Sin embargo, el procedimiento anterior muchas veces resulta infructuoso. Al examinar el fundamento de la situación original, muchas veces constatamos que nuestro examen confirma los fundamentos que nos llevan a declarar a alguien responsable y acusarlo por las consecuencias que resultaron de su comportamiento. ¿Acaso ello implica que no tenemos cómo superar nuestro resentimiento? No lo creemos así.
En estas circunstancias, las opciones que disponemos para movernos del resentimiento a la aceptación, guardan relación con nuestra capacidad de hacer una declaración que dé por cerrado el pasado. Debemos examinar si podemos o no terminar con esas conversaciones privadas que nos han estado persiguiendo durante tanto tiempo. Y para cerrar esas conversaciones privadas existen diferentes alternativas posibles.
Una alternativa es examinar si nuestra decisión de no hablar y mantener nuestra acusación en silencio está fundada. Si nos decidimos por hablar, una forma frecuente de hacerlo es la recriminación o la queja. La recriminación es una variante de lo que anteriormente llamáramos «una conversación de juicios personales». Al recriminar a alguien, lo que hacemos es culpar al otro por lo sucedido y avasallarlo con juicios. Ello puede servirnos de desahogo y ayudarnos a liberarnos de nuestra rabia.
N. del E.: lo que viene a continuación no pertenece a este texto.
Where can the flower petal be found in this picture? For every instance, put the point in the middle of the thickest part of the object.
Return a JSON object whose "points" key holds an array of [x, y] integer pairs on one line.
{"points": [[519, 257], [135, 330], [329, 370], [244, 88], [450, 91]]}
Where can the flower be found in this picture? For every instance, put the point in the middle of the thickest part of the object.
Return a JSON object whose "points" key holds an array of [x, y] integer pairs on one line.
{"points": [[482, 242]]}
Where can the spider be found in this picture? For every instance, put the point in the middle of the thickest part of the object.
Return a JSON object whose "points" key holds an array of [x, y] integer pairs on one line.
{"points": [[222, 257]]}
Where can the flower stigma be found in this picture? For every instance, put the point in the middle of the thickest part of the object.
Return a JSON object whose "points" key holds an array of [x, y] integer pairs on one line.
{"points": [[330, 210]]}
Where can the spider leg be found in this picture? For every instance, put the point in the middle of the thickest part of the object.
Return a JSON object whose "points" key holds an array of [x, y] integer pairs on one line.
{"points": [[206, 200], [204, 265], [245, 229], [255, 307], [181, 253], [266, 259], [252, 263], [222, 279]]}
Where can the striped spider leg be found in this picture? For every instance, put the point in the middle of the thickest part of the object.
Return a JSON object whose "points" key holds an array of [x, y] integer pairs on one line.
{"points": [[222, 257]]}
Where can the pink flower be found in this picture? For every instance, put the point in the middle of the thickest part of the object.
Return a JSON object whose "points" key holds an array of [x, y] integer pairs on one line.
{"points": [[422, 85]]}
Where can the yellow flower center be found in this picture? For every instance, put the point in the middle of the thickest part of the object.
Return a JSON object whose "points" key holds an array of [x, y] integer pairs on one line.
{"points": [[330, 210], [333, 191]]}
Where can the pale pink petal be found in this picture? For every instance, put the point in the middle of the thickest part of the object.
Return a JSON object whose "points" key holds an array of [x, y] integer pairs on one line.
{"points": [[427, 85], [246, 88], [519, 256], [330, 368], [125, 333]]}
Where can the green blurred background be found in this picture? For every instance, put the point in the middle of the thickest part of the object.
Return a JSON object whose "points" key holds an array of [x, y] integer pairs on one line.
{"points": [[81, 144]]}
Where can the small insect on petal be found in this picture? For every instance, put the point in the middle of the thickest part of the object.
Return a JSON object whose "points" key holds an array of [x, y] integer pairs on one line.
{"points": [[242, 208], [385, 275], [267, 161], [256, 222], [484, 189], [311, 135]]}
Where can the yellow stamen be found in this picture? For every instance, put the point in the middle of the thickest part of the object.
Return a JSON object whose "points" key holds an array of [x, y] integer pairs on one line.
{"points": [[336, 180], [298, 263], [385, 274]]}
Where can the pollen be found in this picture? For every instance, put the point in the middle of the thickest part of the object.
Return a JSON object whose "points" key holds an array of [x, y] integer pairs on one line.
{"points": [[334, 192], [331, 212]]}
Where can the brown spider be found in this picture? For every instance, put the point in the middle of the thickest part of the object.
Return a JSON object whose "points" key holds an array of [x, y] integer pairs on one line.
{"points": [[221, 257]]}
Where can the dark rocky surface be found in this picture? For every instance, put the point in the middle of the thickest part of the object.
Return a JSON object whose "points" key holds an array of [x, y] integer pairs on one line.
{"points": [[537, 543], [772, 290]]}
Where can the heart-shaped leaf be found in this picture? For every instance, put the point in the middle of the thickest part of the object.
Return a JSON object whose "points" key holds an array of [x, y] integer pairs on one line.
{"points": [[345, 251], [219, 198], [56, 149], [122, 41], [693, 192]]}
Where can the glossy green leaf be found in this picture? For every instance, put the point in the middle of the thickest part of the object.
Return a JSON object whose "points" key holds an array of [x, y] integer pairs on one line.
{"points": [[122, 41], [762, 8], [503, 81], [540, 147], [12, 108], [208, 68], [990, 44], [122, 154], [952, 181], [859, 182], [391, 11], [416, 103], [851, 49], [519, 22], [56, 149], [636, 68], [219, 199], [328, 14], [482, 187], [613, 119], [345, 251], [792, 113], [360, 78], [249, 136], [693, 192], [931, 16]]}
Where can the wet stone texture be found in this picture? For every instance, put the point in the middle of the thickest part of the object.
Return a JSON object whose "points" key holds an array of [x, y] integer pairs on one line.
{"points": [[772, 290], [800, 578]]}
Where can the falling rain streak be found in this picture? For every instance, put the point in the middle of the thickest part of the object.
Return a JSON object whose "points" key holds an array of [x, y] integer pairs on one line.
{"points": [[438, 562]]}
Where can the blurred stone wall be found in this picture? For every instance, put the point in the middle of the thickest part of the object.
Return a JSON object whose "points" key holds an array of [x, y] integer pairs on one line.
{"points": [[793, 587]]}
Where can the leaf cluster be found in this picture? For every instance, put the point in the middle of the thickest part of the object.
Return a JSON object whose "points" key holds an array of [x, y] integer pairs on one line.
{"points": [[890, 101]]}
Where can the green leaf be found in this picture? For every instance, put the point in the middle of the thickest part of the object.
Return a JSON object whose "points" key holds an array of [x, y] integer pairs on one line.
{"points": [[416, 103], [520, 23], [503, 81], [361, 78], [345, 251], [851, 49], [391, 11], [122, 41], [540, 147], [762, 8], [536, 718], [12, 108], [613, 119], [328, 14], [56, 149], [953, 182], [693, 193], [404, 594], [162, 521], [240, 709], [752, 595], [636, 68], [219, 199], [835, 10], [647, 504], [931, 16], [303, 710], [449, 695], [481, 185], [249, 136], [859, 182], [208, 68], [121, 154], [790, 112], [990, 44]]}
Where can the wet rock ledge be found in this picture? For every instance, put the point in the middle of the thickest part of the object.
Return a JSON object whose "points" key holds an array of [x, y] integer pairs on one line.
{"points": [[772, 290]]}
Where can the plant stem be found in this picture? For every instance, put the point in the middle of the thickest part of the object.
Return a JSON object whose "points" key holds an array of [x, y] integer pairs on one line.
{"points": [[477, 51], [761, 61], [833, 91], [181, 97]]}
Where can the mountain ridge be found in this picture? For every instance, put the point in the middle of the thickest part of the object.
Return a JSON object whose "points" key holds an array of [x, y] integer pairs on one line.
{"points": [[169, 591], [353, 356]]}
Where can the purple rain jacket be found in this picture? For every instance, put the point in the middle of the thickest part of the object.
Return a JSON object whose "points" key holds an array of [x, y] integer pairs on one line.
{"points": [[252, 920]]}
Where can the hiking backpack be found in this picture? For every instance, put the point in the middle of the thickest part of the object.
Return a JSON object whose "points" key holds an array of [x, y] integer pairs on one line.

Sin embargo, al optar por la recriminación, lo que obtenemos como respuesta de parte del otro es, a menudo, el rechazo de nuestra interpretación de los hechos, el intento de mostrarnos nuestra propia culpabilidad en lo sucedido y otra avalancha de juicios personales. Una conversación basada en la recriminación mutua tiende a caldearse aceleradamente y frecuentemente no genera acción reparadora alguna. En el trayecto, la relación entre las dos personas suele terminar deteriorada.
Existe otra forma de hacernos cargo de nuestro resentimiento al hablar. A diferencia de la recriminación que era una variante de «la conversación de juicios personales», esta alternativa es una variante de «la conversación para la coordinación de acciones». Nos referimos al reclamo. El reclamo procura tomar las acciones que son conducentes a eliminar la causa del resentimiento. El hacer esto posee el poder de disolverlo.
El reclamo es un juego de lenguaje particular, conformado por varios actos lingüísticos. En él, se combinan al menos declaraciones, afirmaciones y peticiones. De ser exitoso, suele terminar en promesas de acciones que se hacen cargo del daño producido. Examinemos la estructura canónica del reclamo.
Declaración: «Tengo que hacerte un reclamo».
Afirmación: «Tu me prometiste que ibas a hacer x en tiempo y».
Afirmación: «No cumpliste lo prometido».
Declaración: «Como consecuencia de tu falta de cumplimiento, me he visto perjudicado».
:... [Pueden proveerse afirmaciones que funden el juicio anterior].
Declaración: «Te hago responsable de estos perjuicios».
Petición: «Como forma de asumir tu responsabilidad por los perjuicios que me has producido, te pido «a», «b» y/o «c»».
: ... [Respuesta]
Declaración : [Si la respuesta es positiva] Gracias.
Examinemos cada uno de estos pasos. La primera declaración crea el contexto para la conversación del reclamo. Le advierte al oyente el carácter de la conversación que se inicia y normalmente contribuye a establecer el estado de ánimo adecuado para tenerla.
Los dos pasos siguientes también aportan elementos contextuales, pero esta vez con el propósito de justificar el reclamo, de conferirle legitimidad. Cabe la posibilidad de que el oyente responda frente a nuestra primera afirmación diciendo, «Discúlpame, pero yo no te hice esa promesa. Lo que yo te dije fue...», o que dijera, «Lo que te prometí no fue lo que tu dices, sino...», o bien, «La fecha de cumplimiento no es la que tú sostienes, sino...». En todos estos casos, posiblemente descubriremos que hubo un malentendido y quizás concluiremos que tenemos que mejorar la forma como pactamos promesas con esta persona en el futuro. Pero es muy probable que estas respuestas disuelvan la necesidad del reclamo y, con ello, la fuente de nuestro resentimiento.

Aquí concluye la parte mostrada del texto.